İşte bunlar şimdi, Millî Birlik idaresinin sözcüleri, hattâ felsefecileri tavrını takınmakta, ve Yassıadada hesap verme günlerini bekleyen eski efendilerine karşı 10 yıl ahlâk ve demokrasi savaşı yapmış olanlara bugün ahlâk ve demokrasi dersleri vermeğe kalkışmaktadırlar.

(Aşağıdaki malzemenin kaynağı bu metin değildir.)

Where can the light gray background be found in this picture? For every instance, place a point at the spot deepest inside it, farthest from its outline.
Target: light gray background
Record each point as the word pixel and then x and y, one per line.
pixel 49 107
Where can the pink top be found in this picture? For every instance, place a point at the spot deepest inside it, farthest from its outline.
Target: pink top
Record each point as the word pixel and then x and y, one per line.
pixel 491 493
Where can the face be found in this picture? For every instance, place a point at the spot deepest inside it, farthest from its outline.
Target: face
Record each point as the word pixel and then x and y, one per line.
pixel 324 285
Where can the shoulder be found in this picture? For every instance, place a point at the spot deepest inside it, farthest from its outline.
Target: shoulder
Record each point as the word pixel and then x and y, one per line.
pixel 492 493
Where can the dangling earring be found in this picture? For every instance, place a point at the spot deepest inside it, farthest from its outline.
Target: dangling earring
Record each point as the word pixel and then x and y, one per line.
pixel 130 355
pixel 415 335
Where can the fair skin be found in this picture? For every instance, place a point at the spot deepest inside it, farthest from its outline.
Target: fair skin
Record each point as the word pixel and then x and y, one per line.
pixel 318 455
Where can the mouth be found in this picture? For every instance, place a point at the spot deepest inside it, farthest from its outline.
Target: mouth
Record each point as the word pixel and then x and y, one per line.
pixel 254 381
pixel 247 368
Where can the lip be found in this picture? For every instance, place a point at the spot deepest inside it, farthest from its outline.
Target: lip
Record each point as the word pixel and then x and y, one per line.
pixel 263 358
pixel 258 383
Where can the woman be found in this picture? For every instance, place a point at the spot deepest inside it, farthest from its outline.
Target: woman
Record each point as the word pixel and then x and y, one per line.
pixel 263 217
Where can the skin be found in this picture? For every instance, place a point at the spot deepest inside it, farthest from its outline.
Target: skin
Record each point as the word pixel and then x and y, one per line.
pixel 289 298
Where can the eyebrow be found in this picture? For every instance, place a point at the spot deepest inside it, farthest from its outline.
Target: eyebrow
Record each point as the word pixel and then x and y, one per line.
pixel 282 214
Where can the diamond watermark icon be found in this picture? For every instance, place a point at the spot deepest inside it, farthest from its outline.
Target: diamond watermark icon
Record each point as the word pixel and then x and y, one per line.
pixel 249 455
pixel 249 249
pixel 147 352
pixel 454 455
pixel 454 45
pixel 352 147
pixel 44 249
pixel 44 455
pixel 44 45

Şimdi bütün umutlarını, Millî Birlik idaresi ile Cumhuriyet Halk Partisini biribirine düşürmeğe; C.H.P. nin D.P iktidarı suçlularıyla bir muamele görmesine; demokratik düzenin yeniden kurulmasından vazgeçilmesine; ve böylece kendilerinin en makbûl gazeteler sayılabilecekleri bir rejim kurulmasına bağlamışlardır. Bu umutladır ki, bir ülküye bağlı insanlar arasında ifade edilmesi en medenî ödev olan küçük görüş ayrılıklarına zehirli sarmaşıklar gibi sokulup büyük çatlaklar meydana getirmeğe veya büyük çatlaklar varmış gibi göstermeğe, öylece göze girmeğe, makbûl ve gerekli kişiler sayılmağa çalışmaktadırlar.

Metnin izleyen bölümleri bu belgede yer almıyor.